NAND flash contract prices are expected to dip in Q4 of 2013 despite a pre-emptive reduction in global NAND supply according to industry sources speaking to Digitimes. The reason being is that demand has been too low so there is over supply despite NAND vendors reducing their supply.
“The global supply of NAND flash has reduced due to chipmakers’ strategic moves to allocate more capacity for DRAM products. Nonetheless, end-market demand for NAND flash has fallen at a faster pace than the pace of contraction in the supply, the sources said.”
Samsung have reportedly moved some of their NAND capacity to the manufacturing of DRAM after global supply to a brief hit with the SK Hynix fabrication plant fire back in early September.
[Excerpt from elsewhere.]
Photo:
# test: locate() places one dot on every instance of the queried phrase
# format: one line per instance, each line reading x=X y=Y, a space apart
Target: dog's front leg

Most other NAND vendors are doing the same as DRAM has become more profitable than NAND given current market conditions
“end-market demand for NAND flash has been weaker than expected thus far in the fourth quarter, the sources observed. Sales of high-end smartphones continue to disappoint, dragging down overall NAND flash demand, the sources said.”
The forecast for 2014 is also bad for NAND vendors (but good for consumers) as NAND oversupply is predicted with new chipmaker capacity expected to come online in 2014. The end result is that consumers should see prices for NAND based products (flash drives, SSDs, high capacity smartphones, etc…) start to fall quite rapidly later on this year.